Contours of home

by meg elliot ~

When in the city, my friend Em misses the edges of home; the contours of mountains against sky, the way the rippling sea levels out into a perfect line at the horizon. Having moved back to the Welsh Marches full time, it’s easy to forget that these edges brought me back here too, time and time again in my writing whilst at University. My new status of ‘Unemployed Graduate’ has brought with it a thorough appreciation of long walks and gulps of juicy, fresh air – welcome breaks from the slog of endless job applications.

Em and I walk a lot together when we are back in North Shropshire, where Wales meets England in a heap of undulating earth along Offa’s Dyke, the medieval land border that weaves its way around our home. A particular favourite of ours involves a short climb from a small village close to our town, apexing at the top of the Moelydd. At the top, the landscape opens up, wide and glorious. To the front, England splays flat, with the mountains of Wales rumbling behind. This is still one of the most spectacular places I have found to witness the dramatic geographical change, to understand that with relentless power, the English pushed the Welsh into the highlands, taking the fertile lowlands and staking national belonging to the landscape as they did so.

It has been interesting to grow up in such a place.

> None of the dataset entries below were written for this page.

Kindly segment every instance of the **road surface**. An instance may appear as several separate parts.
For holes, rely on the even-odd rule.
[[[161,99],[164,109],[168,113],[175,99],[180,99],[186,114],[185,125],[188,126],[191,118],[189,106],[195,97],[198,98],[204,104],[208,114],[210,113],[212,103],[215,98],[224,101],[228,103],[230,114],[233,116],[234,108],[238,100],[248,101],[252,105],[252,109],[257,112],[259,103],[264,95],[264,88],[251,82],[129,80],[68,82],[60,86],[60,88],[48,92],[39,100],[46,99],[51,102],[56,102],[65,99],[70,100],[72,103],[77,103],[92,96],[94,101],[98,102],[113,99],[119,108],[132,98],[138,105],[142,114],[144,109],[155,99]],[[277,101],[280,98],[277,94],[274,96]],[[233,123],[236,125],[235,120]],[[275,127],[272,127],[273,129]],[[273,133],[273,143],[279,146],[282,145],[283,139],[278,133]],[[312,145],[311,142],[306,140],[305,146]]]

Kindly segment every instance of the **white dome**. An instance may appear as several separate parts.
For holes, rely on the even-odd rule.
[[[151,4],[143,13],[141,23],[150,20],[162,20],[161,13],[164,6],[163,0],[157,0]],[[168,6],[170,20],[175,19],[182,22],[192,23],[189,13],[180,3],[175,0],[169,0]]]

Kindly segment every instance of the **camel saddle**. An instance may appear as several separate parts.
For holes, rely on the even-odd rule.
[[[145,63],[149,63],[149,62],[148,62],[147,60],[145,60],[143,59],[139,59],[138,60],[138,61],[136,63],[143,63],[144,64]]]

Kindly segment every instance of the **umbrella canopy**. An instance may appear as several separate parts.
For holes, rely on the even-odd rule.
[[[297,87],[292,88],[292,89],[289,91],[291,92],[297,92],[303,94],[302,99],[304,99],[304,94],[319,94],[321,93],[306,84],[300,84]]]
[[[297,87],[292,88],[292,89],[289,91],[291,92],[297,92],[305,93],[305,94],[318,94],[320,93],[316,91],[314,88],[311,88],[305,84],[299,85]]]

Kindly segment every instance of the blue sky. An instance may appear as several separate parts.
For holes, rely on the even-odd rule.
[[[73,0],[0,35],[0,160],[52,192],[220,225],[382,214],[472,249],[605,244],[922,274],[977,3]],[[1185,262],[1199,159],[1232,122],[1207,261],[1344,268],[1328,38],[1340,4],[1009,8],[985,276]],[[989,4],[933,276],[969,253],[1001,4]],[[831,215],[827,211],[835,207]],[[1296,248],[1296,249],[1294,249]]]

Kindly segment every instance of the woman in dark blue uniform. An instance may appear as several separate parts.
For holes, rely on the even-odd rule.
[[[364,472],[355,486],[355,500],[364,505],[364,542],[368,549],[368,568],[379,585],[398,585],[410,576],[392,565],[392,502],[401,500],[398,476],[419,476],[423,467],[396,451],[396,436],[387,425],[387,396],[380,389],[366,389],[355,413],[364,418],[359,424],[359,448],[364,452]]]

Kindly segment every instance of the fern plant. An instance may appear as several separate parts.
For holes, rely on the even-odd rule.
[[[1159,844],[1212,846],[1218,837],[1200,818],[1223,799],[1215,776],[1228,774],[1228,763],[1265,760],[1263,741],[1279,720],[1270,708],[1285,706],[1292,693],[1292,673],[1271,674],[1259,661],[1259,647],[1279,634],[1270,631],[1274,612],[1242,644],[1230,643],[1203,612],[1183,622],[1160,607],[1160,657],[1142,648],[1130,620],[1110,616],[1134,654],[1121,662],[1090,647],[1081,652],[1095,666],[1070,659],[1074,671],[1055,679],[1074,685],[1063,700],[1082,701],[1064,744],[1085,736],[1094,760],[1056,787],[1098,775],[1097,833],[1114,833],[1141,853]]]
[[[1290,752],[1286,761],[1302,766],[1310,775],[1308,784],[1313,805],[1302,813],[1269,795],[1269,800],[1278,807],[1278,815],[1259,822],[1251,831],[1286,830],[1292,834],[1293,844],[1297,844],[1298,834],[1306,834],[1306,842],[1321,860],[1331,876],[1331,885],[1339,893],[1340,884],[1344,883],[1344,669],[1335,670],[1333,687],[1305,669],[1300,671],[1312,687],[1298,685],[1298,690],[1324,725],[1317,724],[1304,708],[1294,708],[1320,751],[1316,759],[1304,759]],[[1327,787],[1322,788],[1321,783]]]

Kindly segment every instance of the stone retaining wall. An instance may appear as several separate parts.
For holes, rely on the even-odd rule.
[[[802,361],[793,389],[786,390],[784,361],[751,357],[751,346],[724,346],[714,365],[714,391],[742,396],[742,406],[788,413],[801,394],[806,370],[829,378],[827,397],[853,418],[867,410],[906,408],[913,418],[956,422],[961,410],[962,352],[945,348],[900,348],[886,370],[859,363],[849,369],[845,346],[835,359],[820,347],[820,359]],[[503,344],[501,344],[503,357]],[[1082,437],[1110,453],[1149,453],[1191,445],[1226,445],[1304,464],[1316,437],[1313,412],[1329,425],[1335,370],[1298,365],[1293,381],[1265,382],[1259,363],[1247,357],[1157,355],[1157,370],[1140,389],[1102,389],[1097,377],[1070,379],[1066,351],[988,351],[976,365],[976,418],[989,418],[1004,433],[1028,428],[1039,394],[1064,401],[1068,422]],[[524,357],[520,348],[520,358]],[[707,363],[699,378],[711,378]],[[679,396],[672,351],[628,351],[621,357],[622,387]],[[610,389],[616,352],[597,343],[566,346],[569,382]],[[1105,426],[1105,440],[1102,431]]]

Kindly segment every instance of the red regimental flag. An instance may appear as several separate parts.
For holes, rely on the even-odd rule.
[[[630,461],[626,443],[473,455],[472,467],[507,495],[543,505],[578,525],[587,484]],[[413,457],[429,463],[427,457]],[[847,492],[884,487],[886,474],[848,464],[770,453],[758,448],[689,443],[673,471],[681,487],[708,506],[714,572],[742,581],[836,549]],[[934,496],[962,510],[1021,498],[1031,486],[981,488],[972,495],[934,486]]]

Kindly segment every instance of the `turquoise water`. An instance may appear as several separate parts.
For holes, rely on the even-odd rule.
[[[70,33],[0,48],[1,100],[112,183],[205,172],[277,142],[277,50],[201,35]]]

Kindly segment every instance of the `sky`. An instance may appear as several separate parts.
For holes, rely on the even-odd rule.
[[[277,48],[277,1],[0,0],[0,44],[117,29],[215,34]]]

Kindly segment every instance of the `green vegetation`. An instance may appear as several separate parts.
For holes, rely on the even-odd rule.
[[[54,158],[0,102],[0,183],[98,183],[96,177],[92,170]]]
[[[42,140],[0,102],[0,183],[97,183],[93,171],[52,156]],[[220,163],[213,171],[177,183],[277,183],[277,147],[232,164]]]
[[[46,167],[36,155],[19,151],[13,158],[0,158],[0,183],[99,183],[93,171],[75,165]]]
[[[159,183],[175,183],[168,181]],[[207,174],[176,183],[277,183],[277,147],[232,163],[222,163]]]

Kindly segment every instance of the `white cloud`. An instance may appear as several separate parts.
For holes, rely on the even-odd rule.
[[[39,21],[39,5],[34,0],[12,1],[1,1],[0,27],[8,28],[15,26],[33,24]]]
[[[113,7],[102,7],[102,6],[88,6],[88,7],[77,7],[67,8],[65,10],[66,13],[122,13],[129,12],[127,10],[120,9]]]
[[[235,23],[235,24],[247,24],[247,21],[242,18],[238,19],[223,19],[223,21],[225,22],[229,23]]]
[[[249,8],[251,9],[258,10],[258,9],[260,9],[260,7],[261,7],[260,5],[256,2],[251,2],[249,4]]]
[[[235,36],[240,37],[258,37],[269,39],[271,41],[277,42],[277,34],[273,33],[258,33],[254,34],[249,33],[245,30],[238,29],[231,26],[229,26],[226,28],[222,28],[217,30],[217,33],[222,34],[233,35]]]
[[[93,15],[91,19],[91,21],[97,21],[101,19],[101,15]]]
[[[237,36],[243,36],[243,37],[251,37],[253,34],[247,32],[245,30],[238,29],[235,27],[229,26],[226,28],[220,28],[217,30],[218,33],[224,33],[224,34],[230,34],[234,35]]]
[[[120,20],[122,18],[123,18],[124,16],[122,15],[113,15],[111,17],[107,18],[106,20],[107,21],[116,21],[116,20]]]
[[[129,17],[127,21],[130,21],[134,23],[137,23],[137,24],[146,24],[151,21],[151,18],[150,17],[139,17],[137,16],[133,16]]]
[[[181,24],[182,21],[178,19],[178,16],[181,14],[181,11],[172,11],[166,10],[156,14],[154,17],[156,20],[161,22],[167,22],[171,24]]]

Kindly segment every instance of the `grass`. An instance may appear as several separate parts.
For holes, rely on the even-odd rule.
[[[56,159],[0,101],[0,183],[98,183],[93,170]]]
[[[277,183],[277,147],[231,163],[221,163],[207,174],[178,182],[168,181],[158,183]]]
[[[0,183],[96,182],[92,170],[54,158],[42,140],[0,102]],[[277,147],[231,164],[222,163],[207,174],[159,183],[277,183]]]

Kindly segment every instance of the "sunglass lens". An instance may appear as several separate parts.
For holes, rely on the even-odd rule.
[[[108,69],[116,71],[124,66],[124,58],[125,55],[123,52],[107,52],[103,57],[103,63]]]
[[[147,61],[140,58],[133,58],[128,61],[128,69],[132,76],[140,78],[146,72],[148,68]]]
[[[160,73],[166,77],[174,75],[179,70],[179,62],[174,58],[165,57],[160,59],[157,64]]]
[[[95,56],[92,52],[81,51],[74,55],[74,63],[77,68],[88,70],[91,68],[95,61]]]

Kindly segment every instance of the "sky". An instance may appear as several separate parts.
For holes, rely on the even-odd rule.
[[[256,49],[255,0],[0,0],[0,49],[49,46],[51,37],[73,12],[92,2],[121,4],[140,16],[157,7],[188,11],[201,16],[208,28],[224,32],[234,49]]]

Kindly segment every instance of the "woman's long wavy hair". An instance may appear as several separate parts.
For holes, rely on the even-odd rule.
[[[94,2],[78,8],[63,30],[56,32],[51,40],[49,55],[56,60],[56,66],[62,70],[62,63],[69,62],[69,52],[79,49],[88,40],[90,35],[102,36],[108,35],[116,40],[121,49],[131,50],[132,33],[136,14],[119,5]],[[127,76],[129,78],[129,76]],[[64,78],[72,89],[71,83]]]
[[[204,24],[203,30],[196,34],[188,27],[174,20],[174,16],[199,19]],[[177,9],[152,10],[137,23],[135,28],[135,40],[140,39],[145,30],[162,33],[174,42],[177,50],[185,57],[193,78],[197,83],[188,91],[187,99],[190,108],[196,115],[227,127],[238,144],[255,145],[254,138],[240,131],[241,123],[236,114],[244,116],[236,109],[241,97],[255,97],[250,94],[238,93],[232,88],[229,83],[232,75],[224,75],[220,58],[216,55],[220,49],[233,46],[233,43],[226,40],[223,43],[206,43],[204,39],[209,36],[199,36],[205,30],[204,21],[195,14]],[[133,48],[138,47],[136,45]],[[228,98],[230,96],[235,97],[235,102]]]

On family holidays, we would bat our sleepy eyes awake to see the Breiddon rise up beyond the road, signalling our arrival home. Still it provides a marker of place, pivoting in the locality, binding us home. At the top of my family home, the hill stands beyond the rooftops of the adjoining town houses, pale and grand in the distance. I began writing this piece from my boyfriend’s garage, alive with the drumming of rain against metal. He lives at the base of the Breiddon, where the landscape is flat and often flooded, with the dramatic change between hill and lowland stark. Now, the Breiddon means also him, and my association with the place changes again, a new addition to my personal narrative invested in the landscape of home.

Bell Hooks refers to Kentucky as her ‘native place’. ‘Native’ has taken on new fortitude in our modern vocabulary, synonymous with the fight for indigenous rights, and the continued colonisation of indigenous culture and place. It is a word that is charged and powerful, and one I am perhaps unqualified to apply to my sleepy, uncontested landscape.  However, Shropshire is, as Kentucky is for Hooks, a place fundamentally intertwined in my identity. After this mass-return home during COVID, I wonder how pertinent this idea of radical belonging, of native lands and identity-places, has been to those returning home. I wonder, too, if the contours of spaces will take on a new significance, as we emerge into the changing world with a new sense of place and its importance.

I am still trying to understand landscapes of importance – my meandering writing a testament to my unfinished thoughts. Yet, I think that our current global uncertainty offers an important opportunity to reconnect with our communities and the landscapes that hold them. COVID has shown a tear in the world we know, and in this window-world we move slower, and more consciously. As our world begins to undulate between the locality and the possibility of the beyond, I believe that our desire for community, and for real belonging in a community, will become more urgent than ever. And so, I wonder if the future will be slower, and whether we will walk through this future with the strength of a community not fractured by digitalisation, but strengthened by proximity, and by care. I wonder if Em’s – and indeed my own – pull to the contours of home, is more than a desire for familiarity. I wonder if it is a call from deep within for community and for belonging in a world that has outpaced itself.